RAG Security: Threat Models, Attack Paths, and a Defense-in-Depth Blueprint By CyberDudeBivash — Founder, CyberDudeBivash

August 09, 2025

RAG Security: Threat Models, Attack Paths, and a Defense-in-Depth Blueprint By CyberDudeBivash — Founder, CyberDudeBivash | Cybersecurity & AI

Executive summary

RAG systems glue large language models (LLMs) to enterprise knowledge via search or vector retrieval. That makes them powerful—and uniquely exposed. Attacks rarely target weights; they target data, retrieval logic, and tool orchestration. This article maps the full attack surface (from indirect prompt injection and vector-DB poisoning to privacy leakage and tool abuse) and provides a concrete architecture, controls, detections, and a 90-day rollout to harden production RAG.
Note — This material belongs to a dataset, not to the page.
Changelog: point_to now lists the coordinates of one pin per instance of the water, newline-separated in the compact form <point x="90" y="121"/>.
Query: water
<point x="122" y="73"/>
1) What a production RAG system looks like

Pipeline:
Data sources (wikis, SharePoint, tickets, PDFs, code) → Ingest/Sanitize → Chunk & Embed → Vector DB / Search (with ACLs & metadata) → Retriever → LLM (system & policy prompts) → (optional) Tools/Functions → Answer + citations.

Security principle: treat every stage as part of your Tier-0. If an attacker controls any of: source docs, embeddings, metadata, queries, or tools, they can steer the model.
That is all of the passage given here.